Ovviamente deve trattarsi di questioni che rientrino nelle sue specifiche competenze istituzionali

di Marina Crisafi - L'amministratore di condominio è legittimato a tutelare "autonomamente" i diritti dei singoli condomini, anche senza uno specifico mandato dell'assemblea, ai sensi degli artt. 1130 e 1131 c.c. Purchè, ovviamente, si tratti di questioni che rientrino nelle sue competenze istituzionali. Ad affermarlo è la seconda sezione civile della Cassazione, con la sentenza n. 20816/2015, depositata il 15 ottobre scorso (qui sotto allegata), rigettando il ricorso di una condomina avverso la sentenza di merito che la condannava alla riconsegna degli spazi comuni inglobati, in occasione di alcuni lavori di ristrutturazione, nella sua proprietà privata.
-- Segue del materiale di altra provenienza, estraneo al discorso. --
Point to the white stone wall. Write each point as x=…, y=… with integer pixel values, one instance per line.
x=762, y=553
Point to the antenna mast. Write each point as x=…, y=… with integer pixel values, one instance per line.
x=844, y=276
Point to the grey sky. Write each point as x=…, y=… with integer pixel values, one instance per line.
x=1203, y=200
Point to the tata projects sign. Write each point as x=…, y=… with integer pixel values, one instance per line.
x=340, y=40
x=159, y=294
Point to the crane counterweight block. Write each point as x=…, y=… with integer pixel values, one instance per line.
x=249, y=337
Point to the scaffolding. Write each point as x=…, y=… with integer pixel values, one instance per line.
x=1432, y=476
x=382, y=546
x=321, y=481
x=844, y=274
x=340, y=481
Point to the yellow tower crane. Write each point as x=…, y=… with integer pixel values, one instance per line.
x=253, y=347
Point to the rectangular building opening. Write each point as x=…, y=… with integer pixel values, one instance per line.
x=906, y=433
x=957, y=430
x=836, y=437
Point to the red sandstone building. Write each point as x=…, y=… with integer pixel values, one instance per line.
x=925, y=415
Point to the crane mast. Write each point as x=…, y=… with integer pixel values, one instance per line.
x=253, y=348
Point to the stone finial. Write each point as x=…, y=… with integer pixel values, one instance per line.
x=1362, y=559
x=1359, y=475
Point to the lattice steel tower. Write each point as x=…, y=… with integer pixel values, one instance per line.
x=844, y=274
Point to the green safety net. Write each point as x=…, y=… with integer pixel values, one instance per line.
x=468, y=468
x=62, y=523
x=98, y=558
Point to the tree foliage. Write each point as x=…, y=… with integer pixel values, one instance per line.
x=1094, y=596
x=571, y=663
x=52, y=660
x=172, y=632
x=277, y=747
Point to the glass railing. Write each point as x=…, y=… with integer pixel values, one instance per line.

Nello specifico, la condomina aveva acquistato le soffitte poste al quarto piano dello stabile condominiale, unitamente al collegato balcone, a un bagno e al corridoio di disimpegno, incorporando il tutto nel corso della ristrutturazione dell'intero piano e impedendo così l'accesso agli altri condomini.

I giudici di merito davano ragione al condominio e, sull'assunto che il corridoio fosse di proprietà comune, ne ordinavano la riduzione in pristino.

La questione finiva così sotto la lente della S.C., poiché la condomina lamentava la carenza di legittimazione passiva dell'amministratore, sostenendo che avendo lo stesso affidato l'incarico al legale in assenza dei necessari poteri (in quanto non aveva preventivamente ottenuto l'incarico da parte dei tutti i condomini), il mandato conferito sarebbe stato illegittimo.

Ma la Cassazione, chiamata a risolvere la questione, non è d'accordo. Per la seconda sezione civile, infatti, sia dal lato attivo che da quello passivo, l'amministratore di condominio è legittimato a porre in essere le azioni dirette a far valere ogni interesse condominiale.

Se dal lato attivo non si dubita che, ha spiegato la Cassazione, "non occorre la partecipazione di tutti i condomini nei giudizi promossi a tutela dell'utilizzazione e del godimento dei beni comuni (art. 1130 c.c., n. 4), non diversamente deve ritenersi per quanto concerne la legittimazione passiva dell'amministratore, che è prevista dall'art. 1131 c.c., comma 2, con specifica disposizione dettata in materia di condominio".

Si tratta di una legittimazione che "ha portata generale in quanto estesa a ogni interesse condominiale, essendo la ratio della norma diretta a evitare il gravoso onere a carico del terzo o del condomino, che intenda agire nei confronti del condominio, di evocare in giudizio tutti i condomini".

Naturalmente, ha concluso la S.C., ciò vale per le cause aventi ad oggetto materie che rientrano tra le attribuzioni dell'amministratore (come nel caso di specie), perché per quelle che eccedono, ex art. 1131, comma 3, c.c., "il potere di rappresentanza in giudizio dell'amministratore è subordinato alla autorizzazione a resistere (o anche alla ratifica) da parte dell'assemblea, alla quale l'amministratore è tenuto senza indugio a riferire".